Но вернемся к письму Мери.

«Она часто рассказывала о двух сестрах, Марии и Элизабет, которые умерли в Кован-Бридж. Я привыкла верить в то, что они были средоточием таланта и доброты. Однажды ранним утром она рассказала мне свой сон: ей сообщили, что ее ждут в гостиной, и там были Мария и Элизабет. Мне хотелось знать продолжение, и когда она ответила, что больше ничего не произошло, я воскликнула: «Да нет же! Ну придумай! Я знаю, ты умеешь». Она сказала, что не станет. Она жалела, что ей приснился этот сон, так как он продолжился не самым лучшим образом. Они изменились. Они забыли все, что раньше было для них важно. Они были очень модно одеты и неодобрительно отзывались об обстановке в комнате.

Привычка «придумывать» для себя что-то интересное, которой обладают многие дети, в чьей реальной жизни ничего особенного не происходит, была в ней сильно развита. Вся семья часто «придумывала» истории, персонажей и события. Я как-то сказала ей, что они походят на картофель, дающий ростки в подвале. Она с грустью ответила: «Да! Я знаю!»
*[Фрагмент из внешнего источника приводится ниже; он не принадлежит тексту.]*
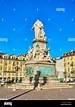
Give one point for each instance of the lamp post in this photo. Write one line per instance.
(14, 85)
(16, 69)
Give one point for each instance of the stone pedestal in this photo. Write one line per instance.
(14, 87)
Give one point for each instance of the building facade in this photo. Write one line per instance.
(69, 64)
(12, 66)
(59, 67)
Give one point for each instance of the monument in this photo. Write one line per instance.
(38, 57)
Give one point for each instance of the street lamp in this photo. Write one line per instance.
(16, 69)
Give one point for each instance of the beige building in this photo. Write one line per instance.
(69, 64)
(12, 66)
(59, 67)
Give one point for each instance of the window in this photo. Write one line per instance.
(0, 60)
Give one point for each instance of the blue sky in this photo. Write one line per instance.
(18, 16)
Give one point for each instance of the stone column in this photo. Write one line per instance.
(2, 75)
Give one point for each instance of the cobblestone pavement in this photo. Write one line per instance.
(6, 93)
(53, 94)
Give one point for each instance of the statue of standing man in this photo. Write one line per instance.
(38, 29)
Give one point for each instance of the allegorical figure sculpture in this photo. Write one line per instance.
(38, 29)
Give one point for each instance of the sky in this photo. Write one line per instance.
(18, 16)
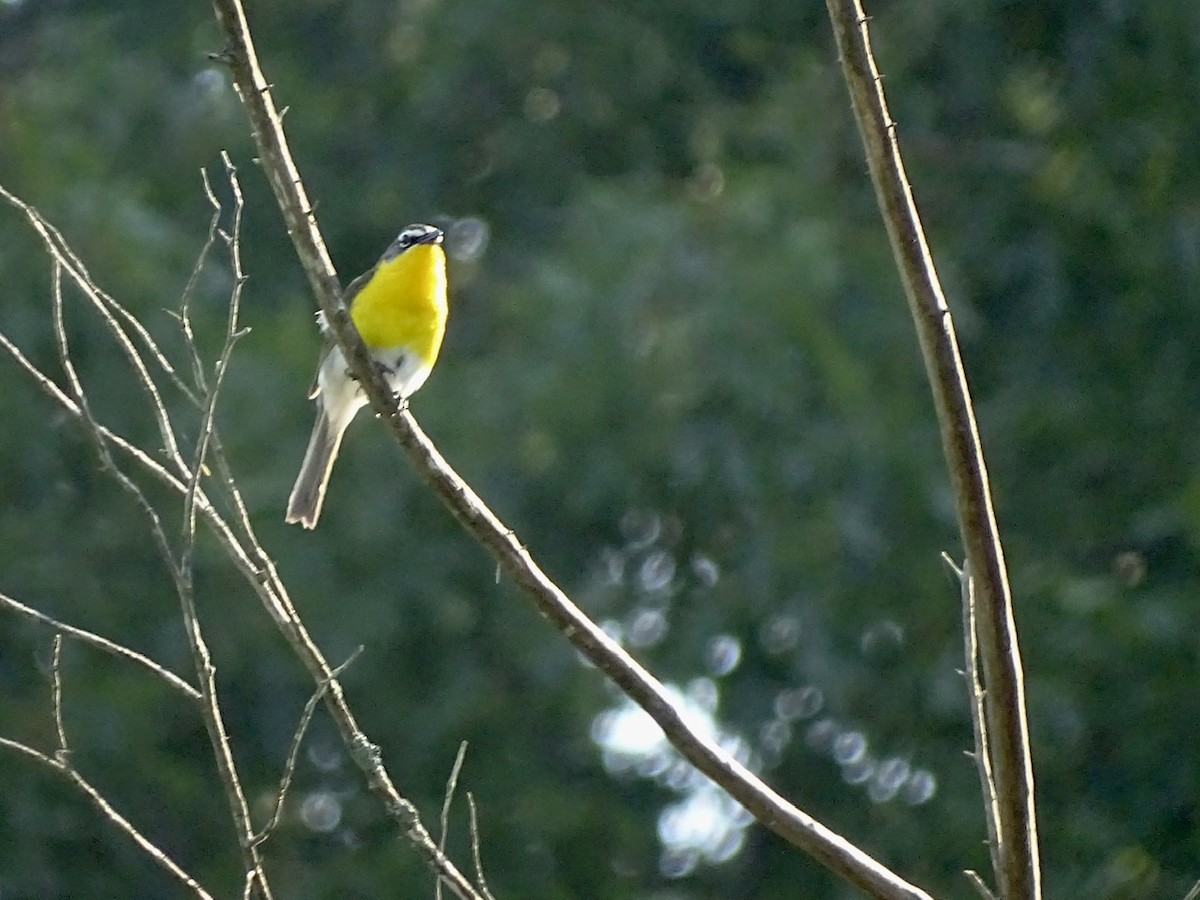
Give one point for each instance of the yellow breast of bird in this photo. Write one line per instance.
(405, 304)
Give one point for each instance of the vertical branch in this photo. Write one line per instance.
(1005, 699)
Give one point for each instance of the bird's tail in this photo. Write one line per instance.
(309, 492)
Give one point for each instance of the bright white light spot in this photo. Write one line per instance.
(321, 811)
(919, 787)
(724, 654)
(647, 628)
(658, 569)
(858, 772)
(780, 634)
(641, 528)
(849, 748)
(889, 777)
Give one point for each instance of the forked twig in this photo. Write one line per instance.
(475, 855)
(447, 801)
(795, 826)
(102, 643)
(289, 767)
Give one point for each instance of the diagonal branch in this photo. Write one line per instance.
(1005, 693)
(469, 510)
(63, 767)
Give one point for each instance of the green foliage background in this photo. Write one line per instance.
(683, 371)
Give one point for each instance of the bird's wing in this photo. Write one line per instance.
(352, 291)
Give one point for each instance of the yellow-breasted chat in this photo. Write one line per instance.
(400, 310)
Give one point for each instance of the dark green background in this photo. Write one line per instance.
(682, 352)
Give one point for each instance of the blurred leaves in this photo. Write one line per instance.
(685, 315)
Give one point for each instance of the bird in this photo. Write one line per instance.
(400, 309)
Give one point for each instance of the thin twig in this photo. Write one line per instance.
(289, 767)
(477, 857)
(761, 801)
(64, 749)
(978, 708)
(63, 768)
(979, 885)
(447, 799)
(1019, 876)
(285, 179)
(102, 643)
(205, 670)
(209, 707)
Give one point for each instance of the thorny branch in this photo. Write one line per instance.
(469, 510)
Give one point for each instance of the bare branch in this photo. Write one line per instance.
(289, 767)
(102, 643)
(982, 754)
(63, 768)
(511, 556)
(451, 784)
(64, 750)
(1019, 876)
(979, 886)
(474, 847)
То, что я слышала о ее школьной поре из других источников, подтверждает точность этого замечательного письма. Она была неутомимой ученицей и постоянно читала и занималась, будучи твердо убежденной в необходимости и ценности образования, что весьма редко встречается в девочке пятнадцати лет. Она никогда не теряла ни одной минуты и, казалось, с неудовольствием относилась к тому, что определенное время обязательно отводилось на отдых и игры; отчасти это можно объяснить ее неуклюжестью, вызванной близорукостью. И все же, несмотря на такие некомпанейские черты, у одноклассниц она пользовалась большим авторитетом. Она всегда была готова попробовать все, чего им хотелось, но не расстраивалась, если они называли ее неуклюжей и исключали из спортивных игр. По ночам, после того, как они ложились спать, она была неутомимой рассказчицей и страшно их пугала. Однажды для того, чтобы произвести желанный эффект, она громко вскрикнула, и мисс Вулер, поднявшись наверх, обнаружила, как у одной из перепуганных слушательниц Шарлотты бешено колотится сердце.